ECL has something similar, with its ext::unix-signal-received condition,
sent when a unix signal is received (this is activated with a call to
(ext:catch-signal signum t)).

In all cases, this allows the program to deal with SIGINT, in a lispy
way, using HANDLER-CASE or HANDLER-BIND.






Now in the case of ccl, and for the first part above, I don't see a
published API to deal with it.  As you said, one would have to "hook
into", looking at the implementation.  I can understand that in presence
of multiple threads, signal handling doesn't necessarily "break" running
threads with a lisp condition, but run in some specific thread.  But the
program should be able to provide a function that will do what it has to
do for the given application, eg. call PROCESS-INTERRUPT on the relevant
threads of the application.


So, I guess what I'm asking for here, would be an API to install such a
signal handler, something like:

    (ccl:set-signal-handler signum thunk)

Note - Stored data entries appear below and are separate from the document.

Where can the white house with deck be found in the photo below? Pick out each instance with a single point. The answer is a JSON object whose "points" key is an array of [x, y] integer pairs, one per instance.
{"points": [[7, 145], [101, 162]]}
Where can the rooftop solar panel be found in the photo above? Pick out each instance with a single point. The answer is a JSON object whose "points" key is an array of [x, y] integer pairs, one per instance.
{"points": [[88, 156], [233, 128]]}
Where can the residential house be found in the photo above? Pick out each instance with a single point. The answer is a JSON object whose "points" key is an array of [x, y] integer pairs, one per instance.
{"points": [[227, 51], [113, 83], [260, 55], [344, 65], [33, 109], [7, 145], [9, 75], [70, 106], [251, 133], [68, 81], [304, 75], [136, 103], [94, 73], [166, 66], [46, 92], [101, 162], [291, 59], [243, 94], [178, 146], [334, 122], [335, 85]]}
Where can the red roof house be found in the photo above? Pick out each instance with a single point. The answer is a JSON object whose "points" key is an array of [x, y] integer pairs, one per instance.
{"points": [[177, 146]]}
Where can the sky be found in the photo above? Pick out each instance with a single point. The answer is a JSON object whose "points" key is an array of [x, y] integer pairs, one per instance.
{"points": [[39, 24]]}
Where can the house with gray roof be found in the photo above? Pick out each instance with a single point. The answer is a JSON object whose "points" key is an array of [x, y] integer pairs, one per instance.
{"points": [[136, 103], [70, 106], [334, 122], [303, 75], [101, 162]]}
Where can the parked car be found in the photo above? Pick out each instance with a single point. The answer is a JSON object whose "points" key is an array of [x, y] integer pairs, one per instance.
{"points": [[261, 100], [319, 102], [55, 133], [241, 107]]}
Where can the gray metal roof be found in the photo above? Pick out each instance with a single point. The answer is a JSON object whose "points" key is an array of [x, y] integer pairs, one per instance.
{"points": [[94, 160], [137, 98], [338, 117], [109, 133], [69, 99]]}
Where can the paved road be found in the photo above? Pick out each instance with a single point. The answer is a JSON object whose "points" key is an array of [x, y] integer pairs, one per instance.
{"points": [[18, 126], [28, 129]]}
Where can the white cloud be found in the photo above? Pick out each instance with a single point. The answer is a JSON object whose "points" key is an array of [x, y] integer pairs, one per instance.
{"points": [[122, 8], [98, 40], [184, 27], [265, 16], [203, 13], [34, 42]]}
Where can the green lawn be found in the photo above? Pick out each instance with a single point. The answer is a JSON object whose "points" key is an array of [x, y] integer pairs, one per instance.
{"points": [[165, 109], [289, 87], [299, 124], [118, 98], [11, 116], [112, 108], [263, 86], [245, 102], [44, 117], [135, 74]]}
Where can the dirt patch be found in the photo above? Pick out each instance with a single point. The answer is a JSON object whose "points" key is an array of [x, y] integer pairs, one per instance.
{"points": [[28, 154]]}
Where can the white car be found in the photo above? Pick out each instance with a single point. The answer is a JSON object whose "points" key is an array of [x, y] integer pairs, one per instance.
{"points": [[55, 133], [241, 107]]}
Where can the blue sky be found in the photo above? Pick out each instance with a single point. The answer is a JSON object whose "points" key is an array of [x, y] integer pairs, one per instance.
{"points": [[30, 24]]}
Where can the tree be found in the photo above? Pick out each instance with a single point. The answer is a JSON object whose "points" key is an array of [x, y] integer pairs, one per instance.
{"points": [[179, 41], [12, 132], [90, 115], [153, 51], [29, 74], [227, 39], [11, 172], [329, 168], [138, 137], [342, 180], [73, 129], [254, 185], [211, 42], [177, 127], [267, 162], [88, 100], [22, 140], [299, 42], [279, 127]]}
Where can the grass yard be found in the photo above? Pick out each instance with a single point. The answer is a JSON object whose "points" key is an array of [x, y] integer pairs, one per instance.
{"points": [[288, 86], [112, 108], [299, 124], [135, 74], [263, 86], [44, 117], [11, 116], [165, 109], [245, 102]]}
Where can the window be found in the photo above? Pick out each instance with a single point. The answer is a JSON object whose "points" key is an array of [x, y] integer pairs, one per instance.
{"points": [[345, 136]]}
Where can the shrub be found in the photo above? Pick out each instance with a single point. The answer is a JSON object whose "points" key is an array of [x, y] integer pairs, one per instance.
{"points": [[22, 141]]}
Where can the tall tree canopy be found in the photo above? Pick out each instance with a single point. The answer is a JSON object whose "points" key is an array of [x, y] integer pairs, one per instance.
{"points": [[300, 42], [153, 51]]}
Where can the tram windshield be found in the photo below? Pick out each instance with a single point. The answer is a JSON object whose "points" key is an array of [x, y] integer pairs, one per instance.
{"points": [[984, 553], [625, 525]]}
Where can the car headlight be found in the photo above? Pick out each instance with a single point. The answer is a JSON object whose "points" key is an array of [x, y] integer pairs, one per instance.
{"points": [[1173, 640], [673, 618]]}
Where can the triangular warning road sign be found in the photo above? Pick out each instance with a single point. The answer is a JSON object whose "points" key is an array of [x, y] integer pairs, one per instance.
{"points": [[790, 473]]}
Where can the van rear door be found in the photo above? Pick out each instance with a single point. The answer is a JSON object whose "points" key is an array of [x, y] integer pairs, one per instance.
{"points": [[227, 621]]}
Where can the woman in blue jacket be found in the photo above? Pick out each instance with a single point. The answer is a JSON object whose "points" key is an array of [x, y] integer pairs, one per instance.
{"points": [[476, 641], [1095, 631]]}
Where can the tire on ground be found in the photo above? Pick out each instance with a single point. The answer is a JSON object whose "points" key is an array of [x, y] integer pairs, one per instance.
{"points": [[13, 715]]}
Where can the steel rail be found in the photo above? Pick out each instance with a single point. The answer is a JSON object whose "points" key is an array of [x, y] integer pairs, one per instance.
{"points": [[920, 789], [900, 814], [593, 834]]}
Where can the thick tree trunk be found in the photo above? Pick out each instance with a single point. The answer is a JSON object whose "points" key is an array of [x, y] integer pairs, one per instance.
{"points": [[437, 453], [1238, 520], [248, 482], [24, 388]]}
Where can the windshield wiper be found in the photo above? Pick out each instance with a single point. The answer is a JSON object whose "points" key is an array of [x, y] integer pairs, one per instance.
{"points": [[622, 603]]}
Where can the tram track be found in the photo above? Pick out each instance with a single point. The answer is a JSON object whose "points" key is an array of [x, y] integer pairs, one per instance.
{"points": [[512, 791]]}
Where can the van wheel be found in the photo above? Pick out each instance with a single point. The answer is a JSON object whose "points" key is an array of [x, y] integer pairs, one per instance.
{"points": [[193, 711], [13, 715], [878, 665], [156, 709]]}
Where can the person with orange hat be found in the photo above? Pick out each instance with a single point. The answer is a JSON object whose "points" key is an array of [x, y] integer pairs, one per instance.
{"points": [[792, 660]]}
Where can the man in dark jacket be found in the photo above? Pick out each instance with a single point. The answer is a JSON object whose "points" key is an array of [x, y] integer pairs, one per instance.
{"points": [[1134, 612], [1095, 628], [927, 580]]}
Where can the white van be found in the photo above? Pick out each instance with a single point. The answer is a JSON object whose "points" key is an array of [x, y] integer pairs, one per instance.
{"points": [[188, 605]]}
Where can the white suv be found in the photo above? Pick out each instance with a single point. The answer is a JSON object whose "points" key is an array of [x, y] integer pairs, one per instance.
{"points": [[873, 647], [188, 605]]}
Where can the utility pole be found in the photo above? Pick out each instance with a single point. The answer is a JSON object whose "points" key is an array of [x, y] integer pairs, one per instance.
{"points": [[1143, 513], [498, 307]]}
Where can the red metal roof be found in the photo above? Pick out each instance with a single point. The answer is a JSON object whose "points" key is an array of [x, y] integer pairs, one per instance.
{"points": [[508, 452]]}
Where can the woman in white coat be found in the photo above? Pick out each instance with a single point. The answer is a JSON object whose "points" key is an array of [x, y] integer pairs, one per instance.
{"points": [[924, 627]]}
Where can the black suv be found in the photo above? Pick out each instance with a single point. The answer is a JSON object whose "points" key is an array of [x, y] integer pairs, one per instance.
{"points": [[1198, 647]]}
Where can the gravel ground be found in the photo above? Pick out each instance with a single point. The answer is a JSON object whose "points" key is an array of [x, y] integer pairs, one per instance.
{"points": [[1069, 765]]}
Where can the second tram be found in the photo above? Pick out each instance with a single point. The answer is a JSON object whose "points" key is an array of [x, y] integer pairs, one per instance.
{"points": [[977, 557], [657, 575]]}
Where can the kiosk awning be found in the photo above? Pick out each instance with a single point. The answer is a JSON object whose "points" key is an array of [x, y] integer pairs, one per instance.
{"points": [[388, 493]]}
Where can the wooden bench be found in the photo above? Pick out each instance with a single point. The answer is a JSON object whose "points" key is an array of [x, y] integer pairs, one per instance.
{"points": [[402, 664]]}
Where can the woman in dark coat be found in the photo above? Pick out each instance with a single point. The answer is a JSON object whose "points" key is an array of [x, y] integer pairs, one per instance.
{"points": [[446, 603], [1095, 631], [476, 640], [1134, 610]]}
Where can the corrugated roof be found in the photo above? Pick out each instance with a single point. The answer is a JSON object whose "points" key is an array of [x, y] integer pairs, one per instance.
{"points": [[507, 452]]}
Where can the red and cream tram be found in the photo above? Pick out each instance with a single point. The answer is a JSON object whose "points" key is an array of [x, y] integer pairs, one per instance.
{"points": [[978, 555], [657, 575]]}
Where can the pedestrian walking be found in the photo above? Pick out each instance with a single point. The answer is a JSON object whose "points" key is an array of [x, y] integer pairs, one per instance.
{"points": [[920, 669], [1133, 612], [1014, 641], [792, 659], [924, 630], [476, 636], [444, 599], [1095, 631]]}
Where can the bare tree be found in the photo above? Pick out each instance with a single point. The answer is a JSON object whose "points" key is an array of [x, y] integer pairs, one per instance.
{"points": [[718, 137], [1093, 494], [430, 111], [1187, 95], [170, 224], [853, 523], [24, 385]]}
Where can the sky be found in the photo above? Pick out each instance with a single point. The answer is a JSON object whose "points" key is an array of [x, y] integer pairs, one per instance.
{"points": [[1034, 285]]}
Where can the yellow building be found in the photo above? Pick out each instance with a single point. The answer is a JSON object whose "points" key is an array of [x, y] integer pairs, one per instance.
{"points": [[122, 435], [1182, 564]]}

The thunk would be run in whatever thread is processing the unix signal
signum.  NIL could be given to remove it.


One could write:

    (ccl:set-signal-handler +sigint+
       (lambda () 
         (ccl:process-interrupt *application-process*
                                (lambda () (signal 'user-interrupt)))))


and in *application-process*:

    (handler-case
         (progn
           (do-something-lengthy)
           (print 'done))
      (user-interrupt ()
         (print 'interrupted))
      (error (err)
         (print 'error
         (princ err))))



-- 
__Pascal Bourguignon__                     http://www.informatimago.com/
A bad day in () is better than a good day in {}.